The Digital Healthcare Community

Description

This module is designed to give students a critical understanding of digital transformation in healthcare communities and how Information Communication Technology will be critical to ensure safe sustainable and quality healthcare in the context of a growing and ageing population.   Initially, the module examines the sociological relationship between the patient/client and the healthcare provider and the transformation and change of that relationship through the growing introduction of technology/software. Digital society, social media, digital citizenship, research, and evaluative enquiry are further explored.

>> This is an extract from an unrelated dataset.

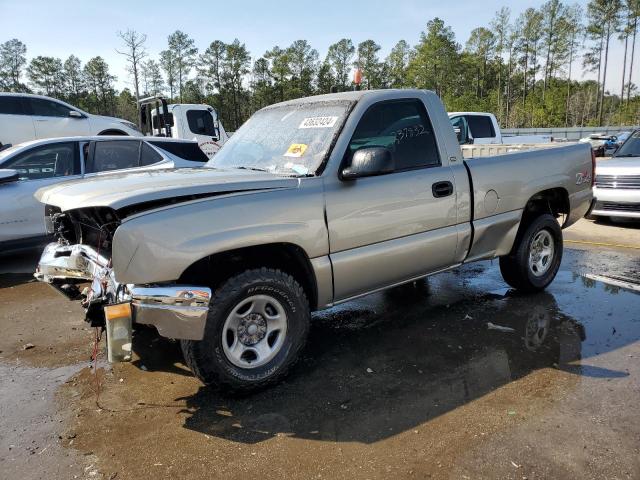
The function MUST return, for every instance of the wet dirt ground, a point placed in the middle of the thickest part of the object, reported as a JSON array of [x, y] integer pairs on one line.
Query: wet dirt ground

The module then explores digital transformation projects and the digital community lifecycle. Key factors for successful digital implementations, working on shared digital platforms; digital literacy, and collaborative practice. The concepts of digitally integrated care are presented in terms of the current structures of community healthcare, the driving forces for the stay left shift left policy approach, the driving forces and key requirements, barriers and challenges for digitally enabled and enhanced care delivery and the state of digital maturity in the community healthcare setting. The module goes on to investigate ethical, legal, quality, safety and risk issues for digital healthcare communities including health information autonomy, GDPR, patient safety considerations, public patient involvement, risk management, human factors and implementation/improvement science.  

Learning Outcomes

  1. Demonstrate a critical knowledge of digital media and society and the evolving relationship between patient/client and healthcare provider through the growing introduction of technology and software. 

  2. Distinguish the various components of the digital community lifecycle and the varied approaches used to implement and evaluate systems.

  3. Using detailed clinical workflows and process mapping, examine and analyse patient and healthcare provider user requirements to enable and enhance integrated digital capabilities

  4. Critically examine clinical information capture in the community EHR, nursing and HSCP documentation requirements; coding, naming conventions, standardised language/terminologies, and clinical data types

  5. Interpret the Ethical and Legal Issues for digital healthcare communities and the concept of Health Information Autonomy

  6. Formulate core components of Quality, Safety and Risk Management in the digital healthcare community and critically examine patient and public partnerships & involvement.